Coventry’s Belgrade Theatre has decided to stop using the term BAME (Black, Asian and Minority Ethnic), saying it is outdated.
The UK theatre said it made the decision after listening to local black artists who want to see the term eradicated across the industry, reports BBC.
Echoing the reasons set out by Black Creative Network, the theatre said its use “reinforces the assumption of white British as the ‘norm’ or default” and that the move was “only the first step on a long journey”.
Last month, UK students and artists explained why they felt the term – which originated in the ’60s and ’70s – was no longer relevant to them.
More than 7.6 million people in the UK came under the category of black, Asian and ethnic minority in the most recent census.
Setting out its “statement of intent”, BBC reported that the theatre said the group of West Midlands-based artists identified several problems with the term and similar acronyms.
“Although originally intended to refer to groups of people as a means of measuring diversity across organisations… it stripped away people’s individual identities and encourages us to see those who are not white British as a single, homogeneous group,” it said.

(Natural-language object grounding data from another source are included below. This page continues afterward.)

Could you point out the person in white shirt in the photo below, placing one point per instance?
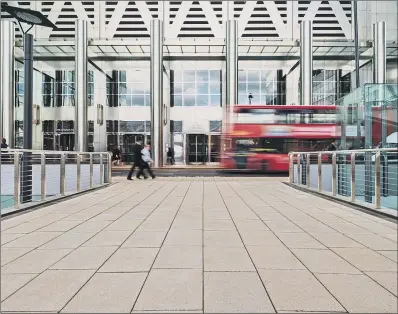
(146, 163)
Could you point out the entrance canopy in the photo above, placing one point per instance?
(209, 48)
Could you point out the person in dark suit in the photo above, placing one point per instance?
(137, 147)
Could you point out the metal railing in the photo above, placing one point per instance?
(35, 176)
(365, 175)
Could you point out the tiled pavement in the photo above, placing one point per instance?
(198, 245)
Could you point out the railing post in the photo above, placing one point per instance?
(319, 172)
(298, 168)
(109, 168)
(101, 170)
(78, 172)
(91, 170)
(334, 174)
(16, 180)
(353, 177)
(377, 181)
(307, 170)
(43, 176)
(62, 175)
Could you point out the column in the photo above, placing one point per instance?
(231, 43)
(7, 82)
(306, 63)
(157, 92)
(81, 78)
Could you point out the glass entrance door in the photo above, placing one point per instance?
(197, 146)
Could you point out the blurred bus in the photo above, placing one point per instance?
(261, 137)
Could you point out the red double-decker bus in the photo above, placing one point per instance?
(260, 137)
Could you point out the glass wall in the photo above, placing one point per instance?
(195, 88)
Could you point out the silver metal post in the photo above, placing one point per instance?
(16, 180)
(81, 79)
(109, 168)
(377, 181)
(156, 91)
(353, 177)
(231, 45)
(306, 62)
(62, 175)
(319, 172)
(334, 168)
(78, 172)
(7, 83)
(43, 176)
(101, 169)
(307, 170)
(91, 170)
(298, 168)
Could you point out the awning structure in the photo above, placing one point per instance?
(209, 48)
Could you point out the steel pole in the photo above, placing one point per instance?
(26, 170)
(156, 92)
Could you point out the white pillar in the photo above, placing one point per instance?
(7, 82)
(156, 91)
(81, 78)
(231, 43)
(306, 62)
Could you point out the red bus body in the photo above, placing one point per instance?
(253, 145)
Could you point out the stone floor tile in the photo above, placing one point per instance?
(108, 238)
(324, 261)
(227, 259)
(336, 239)
(107, 293)
(222, 239)
(145, 239)
(171, 290)
(359, 293)
(86, 258)
(235, 292)
(273, 257)
(8, 237)
(49, 292)
(374, 241)
(61, 225)
(130, 260)
(261, 238)
(183, 237)
(298, 290)
(124, 224)
(218, 224)
(392, 255)
(366, 259)
(253, 225)
(10, 254)
(12, 282)
(35, 261)
(186, 224)
(299, 241)
(387, 279)
(179, 257)
(33, 240)
(68, 240)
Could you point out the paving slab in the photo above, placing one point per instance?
(359, 293)
(235, 292)
(107, 293)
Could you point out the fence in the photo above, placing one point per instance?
(366, 175)
(29, 176)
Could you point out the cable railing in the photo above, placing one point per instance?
(367, 176)
(31, 176)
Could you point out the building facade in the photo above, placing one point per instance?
(209, 55)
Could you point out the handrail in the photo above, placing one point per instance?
(369, 175)
(31, 174)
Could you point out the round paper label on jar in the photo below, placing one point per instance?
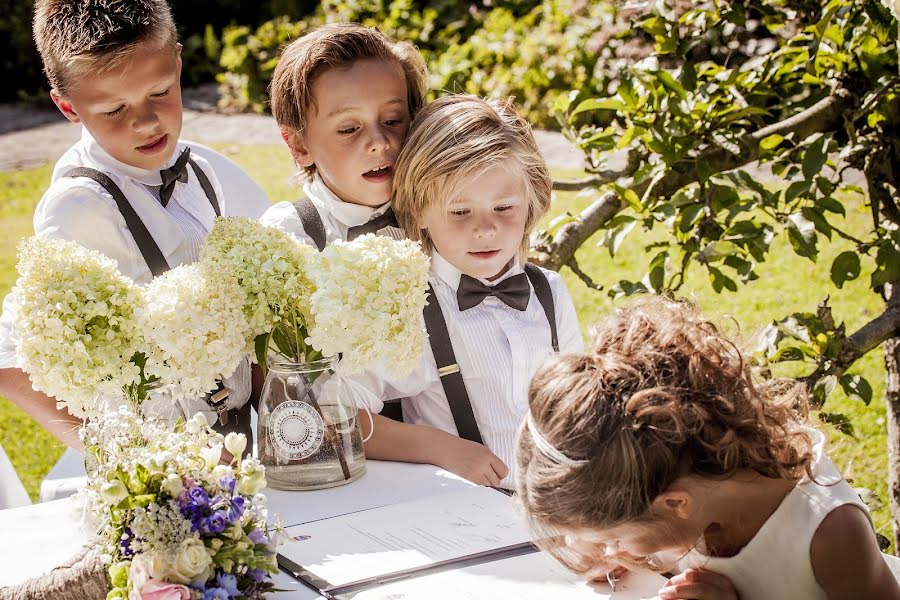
(295, 429)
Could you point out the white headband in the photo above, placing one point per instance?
(548, 449)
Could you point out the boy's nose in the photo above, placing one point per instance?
(379, 142)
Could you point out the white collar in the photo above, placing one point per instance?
(109, 164)
(450, 275)
(347, 213)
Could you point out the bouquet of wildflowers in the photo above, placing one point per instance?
(361, 299)
(172, 521)
(78, 339)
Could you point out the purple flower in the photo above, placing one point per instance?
(215, 594)
(198, 497)
(236, 510)
(227, 482)
(257, 536)
(214, 523)
(257, 575)
(228, 582)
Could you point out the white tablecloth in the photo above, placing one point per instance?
(36, 538)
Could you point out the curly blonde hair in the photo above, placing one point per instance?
(451, 141)
(662, 394)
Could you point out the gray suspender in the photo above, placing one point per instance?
(445, 358)
(312, 222)
(315, 229)
(148, 247)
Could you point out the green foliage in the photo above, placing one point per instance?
(533, 51)
(719, 91)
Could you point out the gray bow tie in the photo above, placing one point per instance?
(175, 173)
(513, 291)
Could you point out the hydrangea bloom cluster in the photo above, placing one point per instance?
(268, 264)
(193, 319)
(368, 302)
(77, 335)
(170, 518)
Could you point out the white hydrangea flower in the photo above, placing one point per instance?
(76, 332)
(268, 264)
(368, 302)
(193, 317)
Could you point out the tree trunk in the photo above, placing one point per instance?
(892, 398)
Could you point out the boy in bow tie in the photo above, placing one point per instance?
(128, 188)
(343, 96)
(471, 185)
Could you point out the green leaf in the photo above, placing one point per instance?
(838, 421)
(856, 387)
(818, 219)
(802, 235)
(823, 388)
(771, 142)
(815, 156)
(846, 267)
(671, 84)
(598, 104)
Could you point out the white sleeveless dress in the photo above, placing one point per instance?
(776, 564)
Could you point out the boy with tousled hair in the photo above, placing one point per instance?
(343, 96)
(128, 188)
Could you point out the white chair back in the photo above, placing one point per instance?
(12, 492)
(243, 196)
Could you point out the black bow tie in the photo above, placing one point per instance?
(513, 291)
(386, 219)
(177, 172)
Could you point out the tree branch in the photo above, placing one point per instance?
(871, 335)
(823, 115)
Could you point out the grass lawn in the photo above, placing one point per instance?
(787, 283)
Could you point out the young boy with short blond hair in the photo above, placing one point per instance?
(128, 188)
(344, 96)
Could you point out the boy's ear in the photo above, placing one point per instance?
(300, 152)
(674, 501)
(64, 106)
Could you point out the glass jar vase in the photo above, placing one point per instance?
(308, 434)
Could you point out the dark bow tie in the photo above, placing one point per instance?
(386, 219)
(177, 172)
(513, 291)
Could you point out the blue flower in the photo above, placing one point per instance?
(214, 523)
(198, 497)
(236, 510)
(216, 594)
(227, 482)
(228, 582)
(257, 536)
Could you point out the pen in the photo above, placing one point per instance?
(611, 579)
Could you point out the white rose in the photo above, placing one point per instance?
(236, 443)
(211, 455)
(192, 562)
(172, 485)
(113, 492)
(250, 483)
(196, 424)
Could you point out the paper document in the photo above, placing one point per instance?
(384, 540)
(529, 577)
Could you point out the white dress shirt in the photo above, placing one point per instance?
(337, 216)
(498, 349)
(81, 210)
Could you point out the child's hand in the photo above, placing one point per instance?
(698, 584)
(472, 461)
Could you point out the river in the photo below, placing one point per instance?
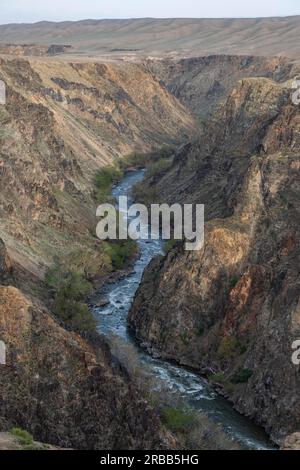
(194, 389)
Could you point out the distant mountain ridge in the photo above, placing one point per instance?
(150, 36)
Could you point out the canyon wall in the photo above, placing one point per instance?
(61, 123)
(231, 310)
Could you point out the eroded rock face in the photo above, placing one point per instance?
(65, 391)
(292, 442)
(233, 307)
(5, 264)
(61, 123)
(202, 82)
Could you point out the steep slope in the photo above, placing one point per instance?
(201, 83)
(64, 390)
(231, 310)
(61, 123)
(181, 36)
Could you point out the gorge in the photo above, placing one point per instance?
(229, 312)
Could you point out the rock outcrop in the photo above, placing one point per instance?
(61, 123)
(65, 391)
(231, 310)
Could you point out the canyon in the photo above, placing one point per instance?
(230, 311)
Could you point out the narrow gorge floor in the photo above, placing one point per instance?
(191, 387)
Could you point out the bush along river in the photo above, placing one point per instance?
(192, 388)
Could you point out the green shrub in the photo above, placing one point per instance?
(23, 437)
(120, 252)
(177, 419)
(184, 338)
(230, 347)
(159, 167)
(234, 282)
(103, 181)
(242, 376)
(218, 378)
(69, 290)
(169, 245)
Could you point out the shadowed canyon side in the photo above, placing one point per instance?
(231, 310)
(183, 37)
(62, 123)
(124, 94)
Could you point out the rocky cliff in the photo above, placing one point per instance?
(61, 123)
(201, 83)
(231, 310)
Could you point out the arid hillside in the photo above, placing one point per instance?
(61, 123)
(231, 310)
(149, 36)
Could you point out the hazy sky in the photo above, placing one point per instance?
(17, 11)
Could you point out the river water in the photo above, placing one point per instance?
(195, 390)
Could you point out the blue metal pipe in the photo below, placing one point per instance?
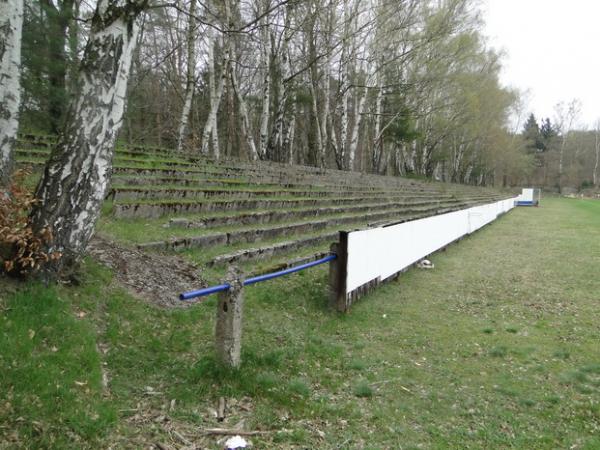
(270, 276)
(202, 292)
(258, 279)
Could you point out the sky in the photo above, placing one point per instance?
(551, 51)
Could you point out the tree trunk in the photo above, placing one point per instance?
(59, 18)
(11, 25)
(73, 186)
(190, 77)
(266, 89)
(595, 175)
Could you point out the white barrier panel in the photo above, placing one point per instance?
(379, 253)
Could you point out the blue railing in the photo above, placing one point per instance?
(258, 279)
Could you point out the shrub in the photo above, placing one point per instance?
(22, 251)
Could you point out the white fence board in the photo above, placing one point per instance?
(379, 253)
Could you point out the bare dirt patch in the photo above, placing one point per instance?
(155, 278)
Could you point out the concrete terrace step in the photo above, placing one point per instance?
(269, 217)
(159, 209)
(251, 235)
(129, 194)
(319, 241)
(136, 181)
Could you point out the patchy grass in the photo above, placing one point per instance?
(495, 348)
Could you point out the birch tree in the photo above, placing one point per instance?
(596, 153)
(74, 182)
(11, 23)
(190, 82)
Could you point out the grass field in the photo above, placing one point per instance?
(497, 347)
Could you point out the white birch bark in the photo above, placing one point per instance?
(266, 88)
(11, 25)
(597, 147)
(73, 186)
(246, 131)
(289, 137)
(276, 142)
(358, 113)
(190, 77)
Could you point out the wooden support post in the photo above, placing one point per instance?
(337, 274)
(228, 331)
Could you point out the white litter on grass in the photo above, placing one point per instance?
(235, 442)
(425, 264)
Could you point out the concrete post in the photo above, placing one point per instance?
(228, 333)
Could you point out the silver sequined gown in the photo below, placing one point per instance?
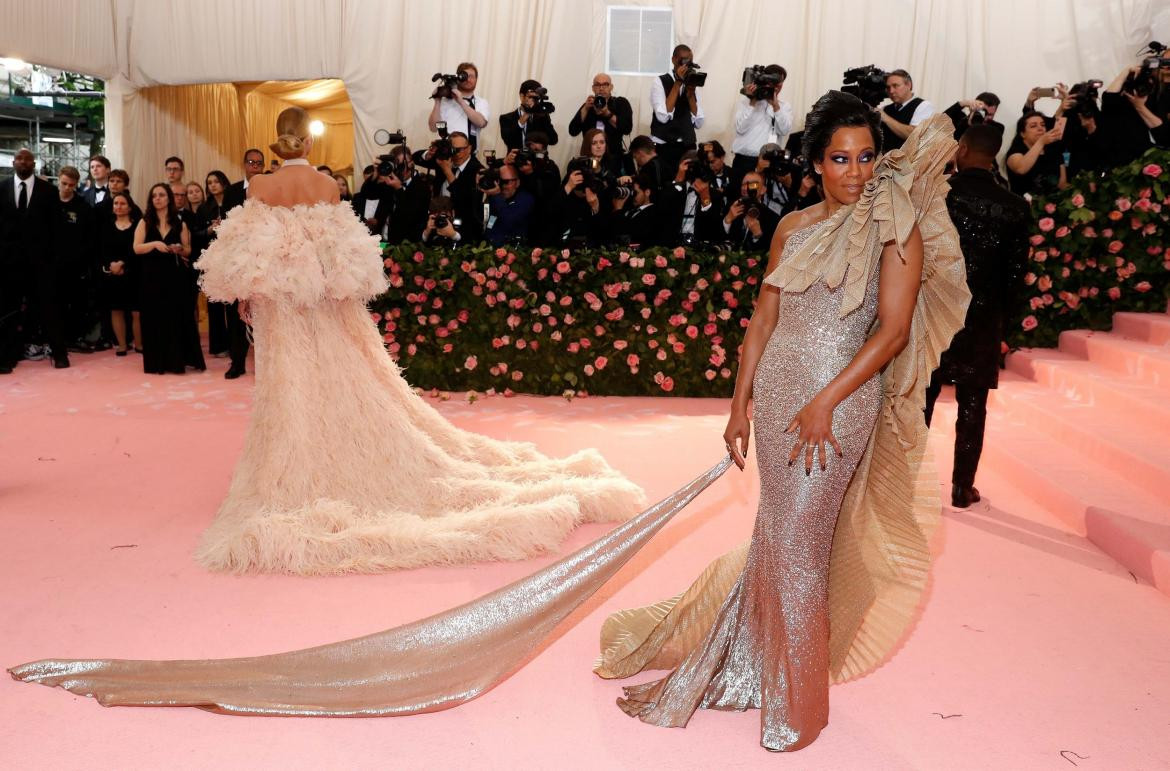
(769, 646)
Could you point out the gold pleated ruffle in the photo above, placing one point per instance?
(881, 557)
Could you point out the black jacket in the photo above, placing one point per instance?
(993, 235)
(614, 136)
(514, 137)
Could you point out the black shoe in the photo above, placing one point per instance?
(962, 497)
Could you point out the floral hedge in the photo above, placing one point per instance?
(1099, 247)
(553, 322)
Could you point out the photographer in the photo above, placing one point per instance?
(903, 112)
(1034, 159)
(676, 109)
(603, 110)
(442, 226)
(749, 225)
(979, 110)
(393, 202)
(456, 105)
(638, 221)
(761, 117)
(690, 205)
(509, 207)
(455, 171)
(531, 115)
(1128, 117)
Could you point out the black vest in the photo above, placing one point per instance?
(679, 128)
(903, 114)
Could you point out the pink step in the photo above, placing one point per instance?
(1088, 383)
(1148, 328)
(1122, 521)
(1116, 353)
(1105, 436)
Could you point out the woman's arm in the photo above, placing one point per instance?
(897, 295)
(759, 331)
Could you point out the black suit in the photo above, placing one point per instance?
(993, 235)
(614, 135)
(29, 268)
(513, 135)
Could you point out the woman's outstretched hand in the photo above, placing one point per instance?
(736, 436)
(814, 427)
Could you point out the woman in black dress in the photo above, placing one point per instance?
(212, 211)
(121, 269)
(170, 336)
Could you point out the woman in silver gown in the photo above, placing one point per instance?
(765, 627)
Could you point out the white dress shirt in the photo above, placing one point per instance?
(456, 119)
(658, 103)
(757, 124)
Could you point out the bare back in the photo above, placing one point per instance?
(294, 185)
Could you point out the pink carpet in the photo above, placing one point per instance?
(1036, 649)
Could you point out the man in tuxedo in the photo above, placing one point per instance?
(640, 221)
(749, 224)
(236, 330)
(29, 281)
(456, 178)
(993, 235)
(516, 125)
(100, 171)
(603, 110)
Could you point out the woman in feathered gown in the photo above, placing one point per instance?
(830, 582)
(344, 467)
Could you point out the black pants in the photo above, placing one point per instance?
(969, 426)
(238, 337)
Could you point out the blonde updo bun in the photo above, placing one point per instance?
(291, 129)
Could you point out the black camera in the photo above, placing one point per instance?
(541, 104)
(386, 163)
(779, 160)
(765, 82)
(867, 83)
(446, 90)
(692, 74)
(1146, 81)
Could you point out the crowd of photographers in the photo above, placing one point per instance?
(668, 187)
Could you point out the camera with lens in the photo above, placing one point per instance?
(386, 163)
(780, 162)
(766, 81)
(692, 74)
(1146, 81)
(867, 83)
(446, 89)
(541, 105)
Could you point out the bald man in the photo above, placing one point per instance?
(606, 111)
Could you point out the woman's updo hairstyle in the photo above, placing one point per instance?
(832, 111)
(291, 130)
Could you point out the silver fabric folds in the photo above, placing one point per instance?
(422, 667)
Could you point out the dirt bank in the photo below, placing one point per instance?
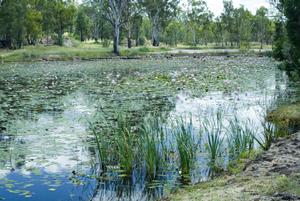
(272, 176)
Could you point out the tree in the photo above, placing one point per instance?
(292, 12)
(33, 26)
(198, 16)
(82, 24)
(133, 20)
(228, 19)
(12, 20)
(114, 13)
(242, 27)
(159, 12)
(261, 24)
(174, 32)
(64, 13)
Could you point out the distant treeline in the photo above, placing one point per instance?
(287, 35)
(28, 22)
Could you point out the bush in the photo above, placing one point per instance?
(106, 43)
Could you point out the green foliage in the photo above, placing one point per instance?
(153, 148)
(186, 147)
(82, 25)
(240, 139)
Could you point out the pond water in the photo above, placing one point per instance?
(47, 150)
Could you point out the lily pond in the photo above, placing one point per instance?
(131, 129)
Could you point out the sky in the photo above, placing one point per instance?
(216, 6)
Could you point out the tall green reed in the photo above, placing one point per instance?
(186, 147)
(152, 146)
(240, 138)
(213, 129)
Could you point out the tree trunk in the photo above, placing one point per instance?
(129, 43)
(194, 37)
(116, 38)
(81, 36)
(137, 40)
(155, 30)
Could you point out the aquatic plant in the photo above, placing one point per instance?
(240, 138)
(152, 145)
(125, 141)
(214, 145)
(186, 147)
(268, 135)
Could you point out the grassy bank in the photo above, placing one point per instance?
(240, 188)
(272, 175)
(81, 51)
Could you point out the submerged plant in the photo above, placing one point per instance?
(240, 139)
(152, 137)
(125, 141)
(268, 136)
(186, 147)
(214, 146)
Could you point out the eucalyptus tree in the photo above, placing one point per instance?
(243, 23)
(133, 20)
(198, 17)
(82, 24)
(114, 12)
(261, 25)
(228, 19)
(58, 17)
(12, 20)
(159, 13)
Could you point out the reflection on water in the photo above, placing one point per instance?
(41, 155)
(47, 151)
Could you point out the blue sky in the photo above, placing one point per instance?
(216, 6)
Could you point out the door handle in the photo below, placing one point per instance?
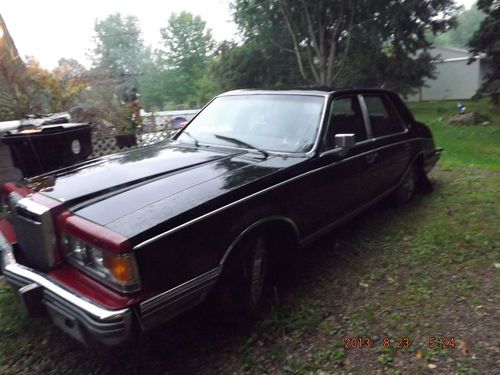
(371, 158)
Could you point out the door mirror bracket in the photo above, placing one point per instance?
(343, 143)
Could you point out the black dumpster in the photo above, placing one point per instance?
(40, 149)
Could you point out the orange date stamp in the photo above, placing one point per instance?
(397, 343)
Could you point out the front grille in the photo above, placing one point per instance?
(34, 231)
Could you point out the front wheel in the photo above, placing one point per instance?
(245, 280)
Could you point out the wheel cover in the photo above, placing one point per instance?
(408, 186)
(258, 271)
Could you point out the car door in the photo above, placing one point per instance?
(336, 188)
(390, 150)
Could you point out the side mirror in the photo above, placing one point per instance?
(344, 142)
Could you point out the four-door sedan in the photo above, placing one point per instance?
(117, 245)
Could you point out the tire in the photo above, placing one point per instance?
(405, 191)
(245, 280)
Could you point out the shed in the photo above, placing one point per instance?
(455, 78)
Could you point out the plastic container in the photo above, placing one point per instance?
(39, 149)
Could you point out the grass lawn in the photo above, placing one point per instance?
(418, 275)
(465, 146)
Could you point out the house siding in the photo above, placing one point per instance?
(455, 78)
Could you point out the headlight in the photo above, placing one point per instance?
(118, 271)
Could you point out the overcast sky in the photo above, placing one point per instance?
(51, 29)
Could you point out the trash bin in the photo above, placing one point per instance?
(39, 149)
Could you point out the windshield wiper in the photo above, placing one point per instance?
(242, 143)
(196, 142)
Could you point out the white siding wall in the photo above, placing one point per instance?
(454, 80)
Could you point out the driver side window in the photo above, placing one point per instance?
(345, 118)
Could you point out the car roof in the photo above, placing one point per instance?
(306, 91)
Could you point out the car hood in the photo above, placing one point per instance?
(139, 189)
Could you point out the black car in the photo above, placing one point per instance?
(116, 245)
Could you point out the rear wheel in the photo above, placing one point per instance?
(244, 282)
(406, 190)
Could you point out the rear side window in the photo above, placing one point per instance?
(383, 117)
(345, 118)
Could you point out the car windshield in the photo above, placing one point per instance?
(272, 122)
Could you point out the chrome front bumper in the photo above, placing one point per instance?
(80, 318)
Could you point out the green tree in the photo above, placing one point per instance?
(468, 22)
(119, 52)
(185, 57)
(321, 33)
(487, 40)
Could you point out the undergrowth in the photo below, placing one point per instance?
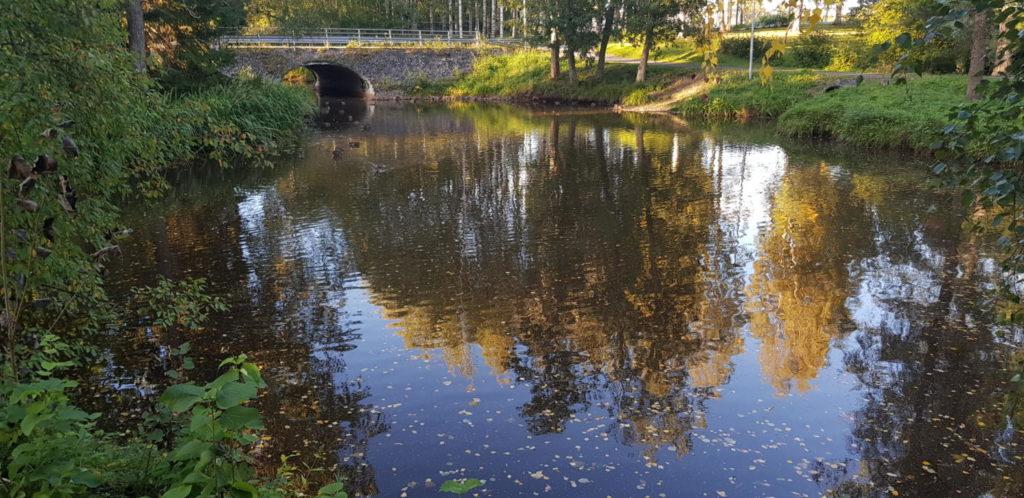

BAME came into sharp when UK started getting reports that people from the BAME background were the most dying from the novel coronavirus pandemic. But the homogenising nature of the term does little to tell more about what was happening on the ground.
In an opinion piece at Varsity, Sawen Ali argyed that the terms ‘BAME’ and ‘Black’ were often conflated to present a misleading idea that the justice system, educational system, and class system inflicts the same structural oppression across all non-White groups.
“It is no secret that Black Britons are far more likely to be stopped and searched, excluded from school, or end up homeless than not only White people, but also their Asian counterparts. To conceal this anti-Blackness under the guise of it being a ‘BAME’ experience not only obfuscates from the material reality that Black people live within, but also trivialises the Black struggle for equality in the UK,” it argued.